Il metano nell’industria alimentare

Il problema non è però rappresentato soltanto dall’anidride carbonica. Connesso all’industria alimentare è anche l’eccessivo incremento dei livelli di un altro gas serra, il metano. Generato dalla produzione di mangimi per animali, dai processi digestivi del bestiame, e dalla deforestazione necessaria a creare spazi per gli allevamenti, il metano rappresenta un nemico pericoloso dell’ambiente. Numerosi studi, infatti, attribuiscono a questo gas parte della responsabilità del riscaldamento globale, fenomeno alla base dei mutamenti climatici che tanto minacciano il presente e il futuro del nostro pianeta. Insomma, gustare una succulenta bistecca o assaporare un gustoso pezzo di formaggio è una legittima quanto deliziosa soddisfazione per alcuni palati, ma questo non può far dimenticare che, dietro quei processi di produzione, c’è un rilascio di metano altamente impattante in termini ambientali.

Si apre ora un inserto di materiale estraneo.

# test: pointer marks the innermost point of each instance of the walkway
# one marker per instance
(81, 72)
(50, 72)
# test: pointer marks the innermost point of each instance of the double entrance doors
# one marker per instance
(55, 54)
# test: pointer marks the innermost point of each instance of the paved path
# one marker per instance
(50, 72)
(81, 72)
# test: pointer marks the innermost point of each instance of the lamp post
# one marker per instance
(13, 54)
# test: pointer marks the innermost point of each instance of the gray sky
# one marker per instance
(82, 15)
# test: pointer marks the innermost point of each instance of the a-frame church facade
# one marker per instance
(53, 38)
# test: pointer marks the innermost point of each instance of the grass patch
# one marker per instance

Ammoniaca, un rischio non solo per l’atmosfera

Il rischio ambientale non è tuttavia circoscritto ai soli gas serra. Nel comparto alimentare, allarmante è anche la produzione di ammoniaca, derivante dalla gestione delle deiezioni nei ricoveri del bestiame, negli stoccaggi e nelle fasi di spandimento. Il pericolo è connesso al fatto che l’ammoniaca così prodotta rilascia polveri sottili che, disperse nell’atmosfera, costituiscono una minaccia per la salute umana e ambientale. Salute che può essere pregiudicata anche mediante alterazioni del suolo e del sottosuolo, dovute all’ammoniaca presente nei fertilizzanti e nei fitosanitari che – se utilizzati in eccesso – una volta assorbiti dal terreno, possono rappresentare un pericolo sia per le coltivazioni che per le falde acquifere. 

La plastica, eterno nemico dell’ambiente

Da non sottovalutare neppure il potenziale inquinante del packaging, ormai parte integrante dei prodotti alimentari che arrivano sulle nostre tavole. Molto spesso realizzato con l’utilizzo di plastica, l’imballaggio può rappresentare una minaccia già in fase di fabbricazione, a causa delle massicce quantità di anidride carbonica necessarie al completamento dei processi produttivi. A ciò, va aggiunto il rischio ambientale costituito dall’abbandono indiscriminato di materiali sintetici. Dire no alla raccolta differenziata, preferendo a essa un comportamento poco ecofriendly, è una scelta decisamente controproducente. Gettare gli imballaggi senza alcuna cura, significa infatti arrecare un danno ai terreni e alle acque (siano esse dolci o salate) che, presto o tardi, si ripercuote anche contro gli stessi autori di quel gesto incivile.

Odori nel comparto alimentare

Le emissioni atmosferiche non costituiscono però l’unico effetto collaterale dell’industria alimentare. A essa sono attribuibili anche le esalazioni odorigene, che sono il prodotto di alcune fasi di lavorazione specifiche del comparto alimentare, quali:

  • La manipolazione degli ingredienti:
  • La cottura degli alimenti;
  • La lavorazione e lo stoccaggio delle materie prime;
  • La produzione di aromi a uso alimentare;
  • L’estrazione e la raffinazione di oli alimentari derivanti da semi o frutti.

Seppur non incidenti sul benessere dell’ambiente, le emissioni odorigene possono risultare sgradevoli o, nei peggiori dei casi, cagionare problemi di salute. Dunque, pur non avendo una responsabilità diretta in tema di inquinamento ambientale, gli odori fastidiosi sono equiparabili alle emissioni atmosferiche, pertanto meritevoli della stessa attenzione adoperata nel tentativo di rendere più sostenibile l’industria alimentare.